Remember: The 2021 Warriors were relying on Poole; Mulder, who played 17 NBA games after that season; Kent Bazemore, a starter for that stretch, played 39 more games; and JTA, who, while a positive player for that Dubs team, hasn’t found a serious role since.

So yeah, a little different than two Hall of Famers (albeit in the twilights of their careers) and two promising players 21 and under.

But the formula for success is still the same. While other teams rely on their talent to make the playoffs in the regular season, the Warriors are working for their spot in the postseason.

And they’re working hard. These last few weeks have been a grind.

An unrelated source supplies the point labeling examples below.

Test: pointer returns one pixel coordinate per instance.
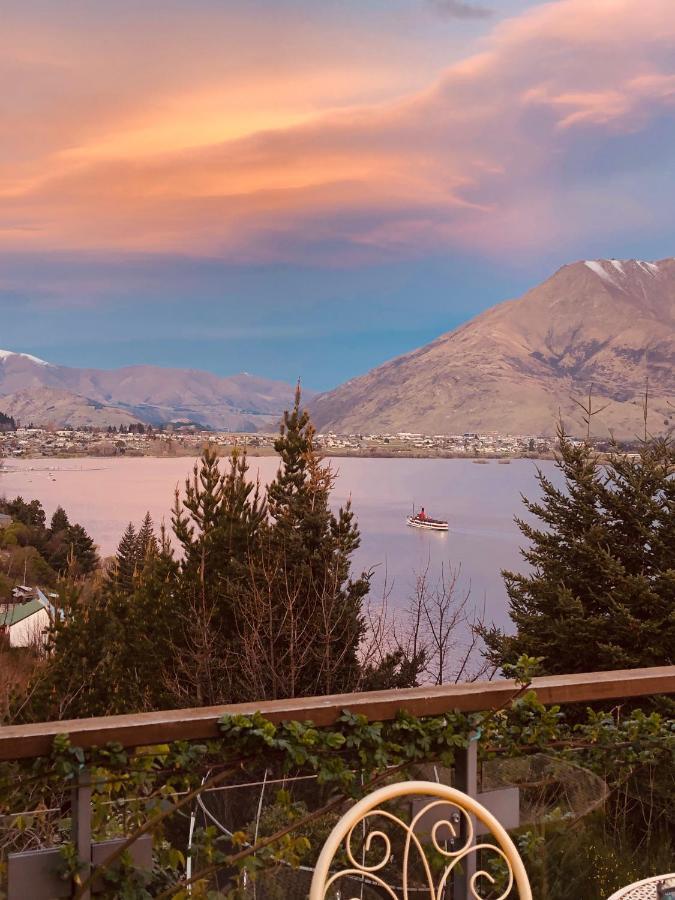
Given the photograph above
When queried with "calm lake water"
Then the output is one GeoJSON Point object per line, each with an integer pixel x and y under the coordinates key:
{"type": "Point", "coordinates": [479, 502]}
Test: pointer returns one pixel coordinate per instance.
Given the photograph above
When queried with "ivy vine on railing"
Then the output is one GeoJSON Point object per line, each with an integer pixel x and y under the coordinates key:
{"type": "Point", "coordinates": [152, 790]}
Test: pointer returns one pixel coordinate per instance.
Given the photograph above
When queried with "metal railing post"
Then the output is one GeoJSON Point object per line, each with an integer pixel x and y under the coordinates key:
{"type": "Point", "coordinates": [81, 819]}
{"type": "Point", "coordinates": [466, 780]}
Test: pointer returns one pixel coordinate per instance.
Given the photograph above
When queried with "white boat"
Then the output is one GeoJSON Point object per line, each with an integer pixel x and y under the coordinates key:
{"type": "Point", "coordinates": [426, 522]}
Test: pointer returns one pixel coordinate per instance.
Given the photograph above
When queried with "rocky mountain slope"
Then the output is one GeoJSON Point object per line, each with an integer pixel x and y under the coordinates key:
{"type": "Point", "coordinates": [148, 394]}
{"type": "Point", "coordinates": [609, 323]}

It’s a shame such effort is novel in this league — it certainly makes for a better product — but there’s a reason most teams coast: They want to have something in the tank for the “real” season.

Even though these Warriors are more talented than the ’21 edition, they have to work as hard as them for roughly the same results.

And they will probably have to exert that effort for longer.

Curry cannot cool down from his latest stint of insane play. Kuminga and Podziemski can’t hit walls. Paul has to seamlessly reintegrate. Thompson might have to be a bench player.

But it’s Green is going to bear the brunt of this effort.

The Warriors are a game over .500 at the break, holding the final spot in the play-in tournament. To make the real playoffs (a top-six seed) and avoid a possible one-and-done scenario, they’ll need to win close to 20 of their 29 games remaining.

It’s a big ask for their big man. I don’t care how much basketball IQ you have — taking on 7-footers is tough when you’re only 6-foot-6.

Green at center was Kerr’s Get Out of Jail Free card during the team’s salad days. Tough game? Put in Draymond at the 5 — the contest was over in a flash.

But there’s a reason it was only used sparingly — every minute at the 5 is a tough minute for the Dubs’ big man. The idea for years was that playing Green at center would be a break-glass-in-case-of-emergency situation.

Kerr has changed his tune on that since Green returned from suspension.

“[But] He’s a little bit older, and we don’t have a good team around him,” Kerr added. “I think the 5 is really the perfect spot for him, where he is in his career, and where the league is and how everyone is playing.”

Maybe it’s passive-aggressive punishment; maybe this is such an emergency. Either way — or both ways — Green playing 30-plus minutes a night at the 5 is the best option for these Warriors to play winning basketball.

The good news is that the Warriors’ season has improved dramatically since Green returned. Of course it has.

The bad news is that it might not be sustainable enough to make this season one to remember.